第61章 Chapter 8 Industrial Exemption and Conservatism(3)
- The Theory of Leisure Class
- Thorstein Veblen
- 885字
- 2016-03-02 16:36:21
In the redistribution of the conditions of life that comes of the altered method of dealing with the environment, the outcome is not an equable change in the facility of life throughout the group. The altered conditions may increase the facility of life for the group as a whole, but the redistribution will usually result in a decrease of facility or fullness of life for some members of the group. An advance in technical methods, in population, or in industrial organization will require at least some of the members of the community to change their habits of life, if they are to enter with facility and effect into the altered industrial methods; and in doing so they will be unable to live up to the received notions as to what are the right and beautiful habits of life.
Any one who is required to change his habits of life and his habitual relations to his fellow men will feel the discrepancy between the method of life required of him by the newly arisen exigencies, and the traditional scheme of life to which he is accustomed. It is the individuals placed in this position who have the liveliest incentive to reconstruct the received scheme of life and are most readily persuaded to accept new standards; and it is through the need of the means of livelihood that men are placed in such a position. The pressure exerted by the environment upon the group, and making for a readjustment of the group's scheme of life, impinges upon the members of the group in the form of pecuniary exigencies; and it is owing to this fact -- that external forces are in great part translated into the form of pecuniary or economic exigencies -- it is owing to this fact that we can say that the forces which count toward a readjustment of institutions in any modern industrial community are chiefly economic forces; or more specifically, these forces take the form of pecuniary pressure. Such a readjustment as is here contemplated is substantially a change in men's views as to what is good and right, and the means through which a change is wrought in men's apprehension of what is good and right is in large part the pressure of pecuniary exigencies.
Any change in men's views as to what is good and right in human life make its way but tardily at the best. Especially is this true of any change in the direction of what is called progress; that is to say, in the direction of divergence from the archaic position -- from the position which may be accounted the point of departure at any step in the social evolution of the community. Retrogression, reapproach to a standpoint to which the race has been long habituated in the past, is easier.
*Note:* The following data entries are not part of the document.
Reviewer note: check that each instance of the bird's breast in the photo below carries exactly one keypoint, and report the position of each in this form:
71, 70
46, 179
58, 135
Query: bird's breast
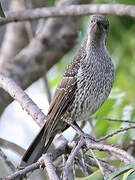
94, 83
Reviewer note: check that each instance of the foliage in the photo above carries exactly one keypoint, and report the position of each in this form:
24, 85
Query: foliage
120, 104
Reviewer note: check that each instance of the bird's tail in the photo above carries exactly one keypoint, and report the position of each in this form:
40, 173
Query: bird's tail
36, 149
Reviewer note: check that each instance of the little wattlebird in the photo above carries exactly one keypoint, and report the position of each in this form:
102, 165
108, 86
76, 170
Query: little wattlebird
85, 85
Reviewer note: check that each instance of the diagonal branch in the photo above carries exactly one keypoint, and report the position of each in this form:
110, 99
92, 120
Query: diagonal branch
12, 146
24, 100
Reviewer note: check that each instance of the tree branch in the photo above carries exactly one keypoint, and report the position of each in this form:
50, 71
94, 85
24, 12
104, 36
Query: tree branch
72, 10
24, 100
12, 146
7, 161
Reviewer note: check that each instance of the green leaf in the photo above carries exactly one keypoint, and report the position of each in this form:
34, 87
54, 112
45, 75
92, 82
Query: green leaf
127, 175
95, 176
121, 171
1, 12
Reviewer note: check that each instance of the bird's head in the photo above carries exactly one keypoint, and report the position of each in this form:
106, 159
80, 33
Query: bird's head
99, 28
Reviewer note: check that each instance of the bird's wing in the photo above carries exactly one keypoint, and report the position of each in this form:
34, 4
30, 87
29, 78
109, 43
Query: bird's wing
64, 94
62, 99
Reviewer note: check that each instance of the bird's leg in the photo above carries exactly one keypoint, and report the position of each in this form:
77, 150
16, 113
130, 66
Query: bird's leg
79, 131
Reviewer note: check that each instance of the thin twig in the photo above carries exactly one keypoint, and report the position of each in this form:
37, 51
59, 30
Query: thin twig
12, 146
119, 120
83, 123
73, 10
91, 162
99, 164
124, 156
114, 133
23, 172
50, 168
71, 158
62, 149
25, 101
47, 88
7, 161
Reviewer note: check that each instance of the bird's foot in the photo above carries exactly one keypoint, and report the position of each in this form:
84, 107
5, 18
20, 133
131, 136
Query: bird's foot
84, 135
80, 132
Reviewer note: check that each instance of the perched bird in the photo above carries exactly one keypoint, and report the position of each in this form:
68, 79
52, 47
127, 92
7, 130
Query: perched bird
85, 85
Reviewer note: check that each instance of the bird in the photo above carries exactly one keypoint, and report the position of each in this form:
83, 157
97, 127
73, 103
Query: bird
84, 87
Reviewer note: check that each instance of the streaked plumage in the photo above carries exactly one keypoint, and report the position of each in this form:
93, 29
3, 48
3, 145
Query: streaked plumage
85, 85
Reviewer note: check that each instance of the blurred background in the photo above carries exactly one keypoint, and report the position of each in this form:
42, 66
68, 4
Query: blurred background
18, 127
This is especially true in case the development away from this past standpoint has not been due chiefly to a substitution of an ethnic type whose temperament is alien to the earlier standpoint.
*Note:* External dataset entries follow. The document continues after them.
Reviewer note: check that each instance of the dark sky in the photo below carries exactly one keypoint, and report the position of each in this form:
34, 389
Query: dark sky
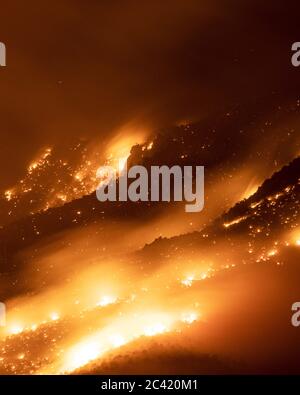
84, 68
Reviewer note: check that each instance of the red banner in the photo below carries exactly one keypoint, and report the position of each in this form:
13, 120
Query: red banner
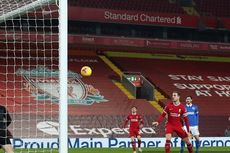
148, 43
132, 17
226, 22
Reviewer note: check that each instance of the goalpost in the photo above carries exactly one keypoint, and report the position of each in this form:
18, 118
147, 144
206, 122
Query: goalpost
33, 73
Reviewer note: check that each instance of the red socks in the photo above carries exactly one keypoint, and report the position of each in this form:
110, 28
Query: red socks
133, 145
139, 143
167, 146
189, 147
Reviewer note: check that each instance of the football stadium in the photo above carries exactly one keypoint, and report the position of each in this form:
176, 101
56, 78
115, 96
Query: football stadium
115, 76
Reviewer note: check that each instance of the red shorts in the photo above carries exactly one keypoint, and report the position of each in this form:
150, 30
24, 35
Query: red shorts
134, 132
179, 130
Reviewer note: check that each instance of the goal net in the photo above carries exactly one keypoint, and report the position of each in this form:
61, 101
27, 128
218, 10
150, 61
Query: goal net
29, 73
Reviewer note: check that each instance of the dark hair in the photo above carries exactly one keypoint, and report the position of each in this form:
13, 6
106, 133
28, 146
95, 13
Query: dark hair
176, 93
134, 107
189, 97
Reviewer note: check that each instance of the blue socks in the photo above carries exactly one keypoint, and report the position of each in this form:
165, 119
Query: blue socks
182, 146
197, 145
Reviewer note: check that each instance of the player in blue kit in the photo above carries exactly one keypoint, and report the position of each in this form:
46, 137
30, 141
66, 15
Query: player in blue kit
193, 116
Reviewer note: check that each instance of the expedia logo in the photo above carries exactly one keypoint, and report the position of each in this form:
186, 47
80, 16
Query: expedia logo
43, 84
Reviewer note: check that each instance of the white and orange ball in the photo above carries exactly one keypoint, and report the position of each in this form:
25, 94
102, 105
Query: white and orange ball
86, 71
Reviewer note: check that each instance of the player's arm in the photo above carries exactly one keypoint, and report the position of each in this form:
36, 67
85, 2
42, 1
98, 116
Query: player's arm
7, 117
141, 121
197, 115
126, 122
185, 117
161, 117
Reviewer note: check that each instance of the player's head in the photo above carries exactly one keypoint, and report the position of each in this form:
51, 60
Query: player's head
175, 96
134, 110
188, 99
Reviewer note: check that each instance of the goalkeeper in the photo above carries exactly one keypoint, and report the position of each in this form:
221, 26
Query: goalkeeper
5, 121
193, 116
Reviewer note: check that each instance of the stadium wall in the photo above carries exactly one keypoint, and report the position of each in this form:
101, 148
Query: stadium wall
114, 142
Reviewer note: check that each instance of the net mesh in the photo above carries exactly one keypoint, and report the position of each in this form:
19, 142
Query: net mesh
29, 71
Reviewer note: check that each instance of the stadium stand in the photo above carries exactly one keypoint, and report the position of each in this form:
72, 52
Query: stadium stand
218, 8
132, 5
The cultural stage which lies immediately back of the present in the life history of Western civilization is what has here been called the quasi-peaceable stage. At this quasi-peaceable stage the law of status is the dominant feature in the scheme of life.
There is no need of pointing out how prone the men of today are to revert to the spiritual attitude of mastery and of personal subservience which characterizes that stage. It may rather be said to be held in an uncertain abeyance by the economic exigencies of today, than to have been definitely supplanted by a habit of mind that is in full accord with these later-developed exigencies. The predatory and quasi-peaceable stages of economic evolution seem to have been of long duration in life history of all the chief ethnic elements which go to make up the populations of the Western culture. The temperament and the propensities proper to those cultural stages have, therefore, attained such a persistence as to make a speedy reversion to the broad features of the corresponding psychological constitution inevitable in the case of any class or community which is removed from the action of those forces that make for a maintenance of the later-developed habits of thought.
It is a matter of common notoriety that when individuals, or even considerable groups of men, are segregated from a higher industrial culture and exposed to a lower cultural environment, or to an economic situation of a more primitive character, they quickly show evidence of reversion toward the spiritual features which characterize the predatory type; and it seems probable that the dolicho-blond type of European man is possessed of a greater facility for such reversion to barbarism than the other ethnic elements with which that type is associated in the Western culture. Examples of such a reversion on a small scale abound in the later history of migration and colonization. Except for the fear of offending that chauvinistic patriotism which is so characteristic a feature of the predatory culture, and the presence of which is frequently the most striking mark of reversion in modern communities, the case of the American colonies might be cited as an example of such a reversion on an unusually large scale, though it was not a reversion of very large scope.